Conformément aux dispositions de l'article 805 du Code de Procédure Civile, Madame Marie-Christine SEGUIN, Conseiller, magistrat rapporteur, assistée de Monsieur Philippe VITI-BLASINI, Greffier, a tenu seule l'audience au cours de laquelle elle a été entendue en son rapport. Les avocats sont intervenus au soutien des intérêts de leurs clients.
Après quoi, Madame Marie-Christine SEGUIN, Conseiller magistrat rapporteur, a donné avis aux parties que la décision serait rendue le 08 novembre 2023 par mise à disposition au greffe de la cour, après en avoir délibéré conformément à la loi. A cette date, le délibéré a été prorogé au 29 novembre 2023, les parties en ayant été avisés.

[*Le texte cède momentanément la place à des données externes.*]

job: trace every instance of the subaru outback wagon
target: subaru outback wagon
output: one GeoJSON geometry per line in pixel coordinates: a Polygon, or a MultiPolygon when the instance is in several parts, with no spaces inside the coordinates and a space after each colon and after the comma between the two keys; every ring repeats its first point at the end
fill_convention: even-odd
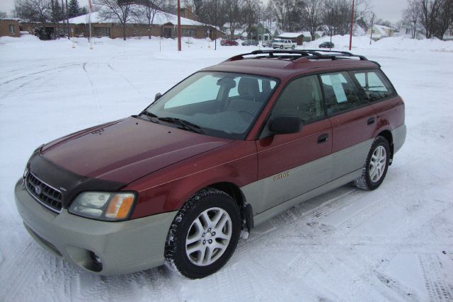
{"type": "Polygon", "coordinates": [[[15,188],[43,247],[103,275],[219,269],[241,234],[348,182],[377,188],[406,139],[379,65],[256,51],[195,73],[137,115],[37,149],[15,188]]]}

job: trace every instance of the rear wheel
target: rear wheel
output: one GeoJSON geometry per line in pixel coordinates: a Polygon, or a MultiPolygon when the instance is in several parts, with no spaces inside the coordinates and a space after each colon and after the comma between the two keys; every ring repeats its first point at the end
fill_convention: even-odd
{"type": "Polygon", "coordinates": [[[173,220],[165,247],[166,262],[190,279],[208,276],[233,255],[240,232],[241,214],[234,199],[216,189],[202,190],[173,220]]]}
{"type": "Polygon", "coordinates": [[[372,144],[362,175],[354,180],[356,187],[363,190],[377,189],[385,178],[389,168],[390,147],[383,137],[377,137],[372,144]]]}

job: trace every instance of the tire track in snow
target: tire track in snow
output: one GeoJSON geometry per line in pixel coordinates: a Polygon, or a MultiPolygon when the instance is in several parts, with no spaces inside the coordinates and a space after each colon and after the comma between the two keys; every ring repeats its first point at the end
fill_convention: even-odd
{"type": "Polygon", "coordinates": [[[113,58],[111,58],[108,62],[107,63],[107,66],[112,70],[113,72],[115,72],[116,74],[119,75],[123,80],[125,80],[126,82],[127,82],[127,83],[129,83],[129,85],[130,85],[134,90],[135,90],[135,91],[137,91],[137,93],[138,94],[139,94],[140,95],[142,95],[144,98],[147,98],[145,95],[144,95],[143,94],[142,94],[142,93],[140,92],[140,91],[130,81],[129,81],[129,79],[127,78],[126,78],[122,74],[121,74],[120,72],[119,72],[117,70],[116,70],[115,69],[114,69],[112,66],[112,61],[113,61],[114,59],[116,59],[117,58],[120,57],[125,57],[125,56],[117,56],[117,57],[113,57],[113,58]]]}
{"type": "Polygon", "coordinates": [[[419,255],[418,259],[430,301],[453,301],[453,280],[448,278],[448,272],[439,257],[425,254],[419,255]]]}
{"type": "MultiPolygon", "coordinates": [[[[16,78],[16,79],[14,79],[14,81],[7,81],[7,82],[4,82],[3,84],[7,84],[9,83],[13,83],[13,81],[16,81],[17,80],[20,80],[20,79],[29,79],[30,76],[33,76],[33,75],[36,75],[36,74],[40,74],[45,72],[50,72],[49,74],[44,74],[42,76],[38,76],[33,79],[31,79],[24,83],[21,83],[19,86],[14,87],[13,89],[10,89],[8,90],[5,94],[4,94],[3,95],[1,95],[0,97],[0,99],[2,98],[6,98],[6,96],[11,96],[12,94],[20,91],[21,89],[22,89],[23,88],[31,84],[32,83],[36,82],[40,80],[43,80],[47,78],[48,78],[49,76],[53,76],[56,74],[58,74],[62,71],[66,71],[67,69],[68,68],[71,68],[71,67],[74,67],[74,66],[80,66],[80,64],[69,64],[69,65],[64,65],[64,66],[61,66],[59,67],[56,67],[56,68],[53,68],[53,69],[47,69],[45,71],[40,71],[40,72],[36,72],[36,73],[32,73],[30,74],[26,75],[26,76],[20,76],[18,78],[16,78]],[[51,72],[51,71],[55,71],[55,72],[51,72]]],[[[1,86],[1,85],[0,85],[1,86]]]]}
{"type": "Polygon", "coordinates": [[[86,70],[86,64],[88,63],[88,62],[84,63],[82,65],[82,69],[84,69],[84,71],[85,71],[85,74],[90,81],[90,87],[91,88],[91,93],[93,93],[93,96],[94,97],[94,102],[98,108],[98,110],[101,112],[102,112],[102,107],[101,106],[101,103],[99,103],[99,94],[98,93],[98,89],[96,88],[96,85],[94,85],[94,82],[91,79],[91,76],[90,76],[89,72],[88,71],[88,70],[86,70]]]}

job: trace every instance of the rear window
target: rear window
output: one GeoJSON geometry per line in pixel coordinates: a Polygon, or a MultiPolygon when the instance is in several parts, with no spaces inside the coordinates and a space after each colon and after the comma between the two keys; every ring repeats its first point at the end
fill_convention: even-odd
{"type": "Polygon", "coordinates": [[[391,86],[379,70],[353,71],[352,75],[370,102],[394,95],[391,86]]]}

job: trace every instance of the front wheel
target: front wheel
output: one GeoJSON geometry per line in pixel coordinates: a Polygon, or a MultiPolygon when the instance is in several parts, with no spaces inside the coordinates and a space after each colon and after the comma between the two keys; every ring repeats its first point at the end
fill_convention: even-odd
{"type": "Polygon", "coordinates": [[[192,197],[175,217],[167,238],[167,264],[190,279],[222,268],[234,252],[241,232],[237,204],[213,188],[192,197]]]}
{"type": "Polygon", "coordinates": [[[389,158],[389,141],[383,137],[377,137],[371,146],[362,175],[354,180],[355,186],[368,190],[377,189],[387,173],[389,158]]]}

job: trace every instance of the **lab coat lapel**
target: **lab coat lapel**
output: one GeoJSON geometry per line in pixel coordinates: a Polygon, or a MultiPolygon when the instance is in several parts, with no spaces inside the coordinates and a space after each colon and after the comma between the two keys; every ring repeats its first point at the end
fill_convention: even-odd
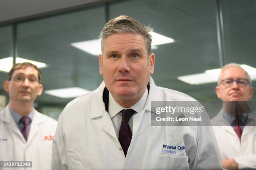
{"type": "Polygon", "coordinates": [[[3,112],[1,114],[1,119],[2,119],[5,122],[9,124],[9,128],[11,130],[17,133],[18,135],[20,136],[22,139],[23,139],[23,142],[26,142],[26,140],[23,137],[23,135],[21,134],[20,131],[17,127],[17,125],[13,119],[13,118],[12,116],[8,105],[5,107],[4,110],[3,111],[3,112]]]}
{"type": "Polygon", "coordinates": [[[106,132],[108,133],[111,137],[116,140],[118,141],[113,126],[113,123],[109,114],[107,111],[105,111],[103,114],[102,117],[102,128],[106,132]]]}
{"type": "Polygon", "coordinates": [[[38,125],[44,122],[42,120],[40,120],[38,118],[38,114],[37,111],[34,109],[34,116],[31,122],[30,129],[29,129],[29,133],[27,141],[27,145],[28,145],[29,143],[32,140],[33,138],[36,135],[39,131],[38,125]]]}
{"type": "Polygon", "coordinates": [[[96,89],[92,95],[91,100],[91,119],[102,121],[102,129],[112,137],[118,141],[113,124],[108,113],[106,111],[103,101],[103,93],[105,85],[104,82],[96,89]],[[97,101],[95,103],[95,102],[97,101]]]}
{"type": "Polygon", "coordinates": [[[218,125],[220,125],[220,128],[223,129],[224,130],[232,134],[233,135],[237,136],[235,130],[230,125],[229,123],[224,117],[223,108],[221,109],[220,112],[218,113],[216,117],[216,120],[218,125]]]}
{"type": "Polygon", "coordinates": [[[132,145],[135,140],[151,125],[151,114],[156,114],[151,112],[151,101],[161,101],[163,100],[159,89],[155,85],[151,77],[149,85],[149,92],[145,109],[133,116],[133,137],[130,146],[132,145]]]}
{"type": "Polygon", "coordinates": [[[255,116],[253,116],[254,113],[248,113],[248,117],[247,119],[250,119],[249,122],[246,126],[244,127],[243,130],[243,133],[242,133],[242,136],[244,136],[247,133],[250,132],[254,130],[254,126],[256,125],[255,123],[255,116]]]}

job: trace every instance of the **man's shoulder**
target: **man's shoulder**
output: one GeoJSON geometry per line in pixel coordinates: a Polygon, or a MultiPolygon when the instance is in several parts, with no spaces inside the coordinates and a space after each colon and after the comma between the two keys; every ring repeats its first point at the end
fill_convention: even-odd
{"type": "Polygon", "coordinates": [[[92,105],[97,105],[95,103],[100,102],[101,95],[98,94],[98,91],[95,92],[95,91],[78,97],[70,101],[62,111],[61,116],[65,117],[69,115],[69,113],[72,113],[72,115],[74,115],[75,114],[82,112],[85,109],[90,110],[91,108],[92,105]]]}
{"type": "Polygon", "coordinates": [[[166,94],[167,99],[180,101],[196,101],[194,98],[182,92],[161,87],[158,88],[166,94]]]}
{"type": "Polygon", "coordinates": [[[50,117],[40,113],[37,110],[36,110],[35,114],[37,115],[38,119],[40,121],[44,122],[44,123],[47,124],[57,125],[57,121],[55,119],[51,118],[50,117]]]}

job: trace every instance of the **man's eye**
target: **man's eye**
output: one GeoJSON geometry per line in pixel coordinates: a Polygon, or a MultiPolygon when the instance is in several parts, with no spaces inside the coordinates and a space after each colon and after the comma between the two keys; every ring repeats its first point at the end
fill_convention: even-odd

Au cours de ce délibéré, Madame Marie-Christine SEGUIN, Conseiller magistrat rapporteur, a rendu compte à la Cour, composée de Mme Corinne BALIAN, Présidente de chambre,de Monsieur Gérard SOURY, Conseiller et de Madame Marie-Christine SEGUIN, Conseiller magistrat rapporteur. A l'issue de leur délibéré commun, à la date fixée, l'arrêt dont la teneur suit a été mis à disposition au greffe.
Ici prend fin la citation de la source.